Before I could put my arms around him or talk him down, there were two grown men on top of him, pinning his arms behind his back, bumping his head against the metal rail of the bed so hard an immediate red lump began to form. You ripped his shirt as you forced it over his head. You threatened to call the police and make a report for property damage for the hole his flailing foot put in the wall as he fought to stay upright.
You got him changed, all right. In a jumpsuit more suited for a prisoner. You made me sit outside his room in a hallway cut off from the rest of the ER. There was a tiny window and nothing else. You covered it so I couldn’t see in while he stayed inside and screamed. The echoes of his pleading voice tinged with fear and confusion in symphony with screams of the grown man detoxing from heroin in the room directly next to him.
We took him home that night, after all. By time we got to him he was drugged, his wrists were bruised where the guards had grabbed him during the dressing process and he was so sedated his words slurred but the tears still came freely from the corner of his eyes.
“Please Mommy, take me home. I don’t feel safe. I will be good. I won’t hurt myself. I just want to go home.”
We came to you for help. And in your frustration and rush you forgot my son was still a boy. That because his body was strong and robust it didn’t mean he wasn’t still just as sick as the patients with the fevers and open wounds. Perhaps you saw the pile of paperwork and phone calls required to secure him a bed in the overcrowded adolescent psych wards looming before you, or maybe it was close to the end of your shift and you just didn’t want to deal with it.

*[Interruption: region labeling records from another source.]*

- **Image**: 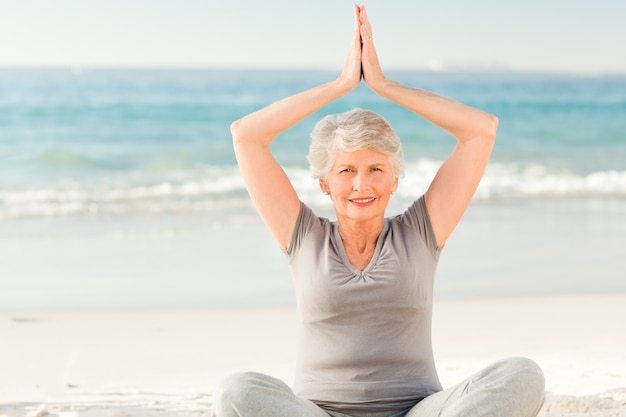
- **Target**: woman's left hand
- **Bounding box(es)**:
[337,4,361,91]
[359,5,386,91]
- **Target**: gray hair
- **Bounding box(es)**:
[307,109,404,180]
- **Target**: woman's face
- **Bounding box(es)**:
[320,149,398,221]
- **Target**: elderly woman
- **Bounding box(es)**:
[213,6,544,417]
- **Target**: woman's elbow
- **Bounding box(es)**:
[230,119,241,142]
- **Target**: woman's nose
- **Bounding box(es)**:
[352,174,366,191]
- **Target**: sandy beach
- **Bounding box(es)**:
[0,294,626,417]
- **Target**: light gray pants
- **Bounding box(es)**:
[211,358,545,417]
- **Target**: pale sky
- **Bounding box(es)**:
[0,0,626,74]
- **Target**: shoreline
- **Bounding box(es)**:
[0,293,626,416]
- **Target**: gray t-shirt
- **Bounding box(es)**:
[286,196,441,411]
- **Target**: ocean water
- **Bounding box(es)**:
[0,69,626,310]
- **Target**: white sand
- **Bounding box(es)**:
[0,294,626,417]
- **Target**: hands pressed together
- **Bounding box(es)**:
[339,4,385,91]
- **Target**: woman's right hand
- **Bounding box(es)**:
[337,4,362,92]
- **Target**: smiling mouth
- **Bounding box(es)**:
[350,197,376,205]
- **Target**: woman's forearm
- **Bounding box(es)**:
[231,79,354,146]
[375,80,498,142]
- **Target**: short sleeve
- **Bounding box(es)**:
[399,195,442,259]
[284,201,320,261]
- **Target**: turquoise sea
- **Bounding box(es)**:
[0,69,626,311]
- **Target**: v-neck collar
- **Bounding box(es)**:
[333,219,389,277]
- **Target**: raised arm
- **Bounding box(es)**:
[230,6,361,249]
[360,7,498,247]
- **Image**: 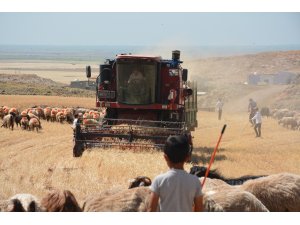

You forgot, perhaps, that we are human too. That in our exhaustion and moment of crisis we were scared and overwhelmed and needed just a couple of passive moments for him to process your demands.
I know your job is hard and you are tired, I do. But please, can you just try to remember to slow down sometimes? I’d like for you to consider how incredibly hard my job is too, and how very tired my son is of carrying his illness every.single.day. He never asked to be a regular.